The total period of deduction under section 80-IC of the IT Act is capped at 10 years. The quantum of deduction in both the above categories is 100% for the first five years (Initial Period) and 25% for the next five years (Later Period).

In the instant case, the taxpayer set up an Undertaking in the state of Himachal Pradesh during the Time Window and thus, claimed the deduction for 100% of profits derived from such Undertaking for the Initial Period on account of falling within the New Business Category. After the expiry of this Initial Period, the quantum of deduction available to the taxpayer would have been reduced to 25% of profits. However, in the last year of this Initial Period, the taxpayer undertook Substantial Expansion and thus, sought to claim the deduction in respect of 100% profits for another period of five years – this time, on account of falling within the Substantial Expansion Category.

Thus, in total, the taxpayer claimed the deduction in respect of 100% profits for 10 years (5 years under the New Business Category and 5 years under the Substantial Expansion Category). The assessing officer and the first appellate authority [Commissioner of Income-tax (Appeals), i.e. CIT(A)] as well as the second appellate authority [Income-tax Appellate Tribunal, i.e. ITAT] held that while the taxpayer can claim the deduction in respect of 100% profits under the New Business Category, the taxpayer was not entitled to claim the deduction under the Substantial Expansion Category. Their reason for denying this benefit was that this benefit is available only to an Undertaking which is set up prior to the Time Window (i.e. on or after 7 January 2003 but before 1 April 2012) and not to an Undertaking which is set up during this Time Window. Being aggrieved by this, the taxpayer filed an appeal before the High Court.

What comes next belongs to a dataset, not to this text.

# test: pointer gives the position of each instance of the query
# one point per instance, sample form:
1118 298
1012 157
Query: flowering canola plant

The High Court analyzed the relevant legislative provisions and noticed that section 80-IC of the IT Act does not create distinction between the old units, i.e. the units which stand established prior to 7 January 2003 (the cutoff date), and the new units established thereafter. In view of this, the High Court held that the artificial distinction (between units established prior to 7 January 2003 and units established thereafter) sought to be inserted by the income-tax authorities results in discrimination.

Basis this, the High Court reversed the ruling of the ITAT and held that even though the taxpayer was established after 7 January 2003 (the cutoff date), it was entitled to claim deduction in respect of its 100% profits for the second batch of five years even under the Substantial Expansion Category. This was in addition to the deduction in respect of its 100% profits already claimed for five years under the New Business Category. The argument of the income-tax authorities that this would amount to claiming deduction at the rate of 100% for ten years, and not just the first five years of being set up/Substantial Expansion, did not find merit with the High Court. In coming to its conclusion, the High Court also observed that the object, intent and purpose of section 80-IC of the IT Act is only to provide incentive for economic development, industrialisation and enhanced employment opportunities in these states.


This Judgment by the High Court is a welcome step and puts to rest the interpretational issue that had arisen in relation to the availability of profit-linked deduction for units [set up after 7 January 2003 (cut off date)] undertaking Substantial Expansion. The Judgment also re-affirms the fundamental principle in interpreting fiscal statutes that beneficial provisions should be construed liberally so as to advance the objective of the provision and not to frustrate it. One hopes that the principle laid down in this Judgment becomes final, but one may have to wait to see if it is challenged before the Supreme Court.